Starring: Taishi Nakagawa, Amane Okayama, Megumi Seki, Kokoro Morita, Yutaro,

Website IMDB

This is based on an original play from 2012 that was made by Ken Iizuka, director of Step, a film from 2020 which starred Takayuki Yamada, and Rainbow Days (2018) which starred Taishi Nakagawa, amongst others.

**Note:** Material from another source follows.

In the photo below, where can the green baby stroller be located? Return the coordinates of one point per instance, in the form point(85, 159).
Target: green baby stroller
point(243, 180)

Synopsis: A self-proclaimed novelist named Satoshi Kenmochi (Taishi Nakagawa) has the ability to recognize suicidal people based on his own righteousness. Satoshi and his best friend Satoshi Urushibara (Amane Okayama) launch an assault on a local library dressed in rabbit costumes. A few years later, another incident, the “radio station hijacking,” occurs. Eventually, the mystery and sad truth behind the two incidents is revealed. 

 

Mashin Sentai Kiramager vs. Ryusoulger    Mashin Sentai Kiramager vs Ryusoulger Film Poster

魔進戦隊キラメイジャーVSリュウソウジャー Mashin Sentai Kirameija VS Ryusouja-

Release Date: April 29th, 2021

Duration: 70 mins.

Director: Koichi Sakamoto

Writer: Ayumi Shimo (Screenplay)

Starring: Rio Komiya, Rui Kihara, Yume Shinjo, Atomu Mizuishi, Mio Kudo, Kohei Shoji,

Website  Power Rangers Fandom

Synopsis: This is the 27th entry of the Super Sentai VS film series where new and old Sentai fight together. In this edition, the Mashin Sentai Kiramager (which aired in March 2020) and the Kishiryu Sentai Ryusoulger (from 2019) fight together as they end up trapped in a variety of movie worlds produced by Yodonna, the leader of the Dark Empire of Yodonheim. Various people are paired together, such as Sena and Toi who are in an action movie and Saya and Asuna who are in a ladies’ movie (whatever that is). Once this Yodon movie is complete and released in the world, the Earth will become the same environment as Yodonheim! The Kiramagers and Ryusoulgers team up to stop this plan!

 

Kazutaro Nakamura x Ukon Onoe ART Kabuki Hana no Koro    Kazutaro Nakamura x Ukon Onoe ART Kabuki Hana no Koro Film Poster

中村壱太郎×尾上右近 ART歌舞伎 花のこゝろ Nakamura Kazutaro x Onoe Ukon ART Kabuki Hana no Koro

Release Date: May 01st, 2021

Duration: 86 mins.

Director: Tomoya Nakai

Writer: Sho Asano (Screenplay)

Starring: Kazutaro Nakamura, Ukon Onoe, Genkuro Hanayagi, Ryotaro Fujima,

Website

Synopsis: In July 2020, during the first state of emergency in Japan, a special performance called “ART Kabuki” was screened online as a response to the coronavirus pandemic, a time when live performances were being cancelled. It was created by a set of young kabuki actors, butoh dancers, and traditional Japanese instrumentalist. Costumes and make-up provided by those active in the fashion world. There were four performances, “Four Gods Descending,” “Good Harvest,” “Prayer Festival,” and “All the Flowers.” This performance gets a theatrical release in the latest state of emergency.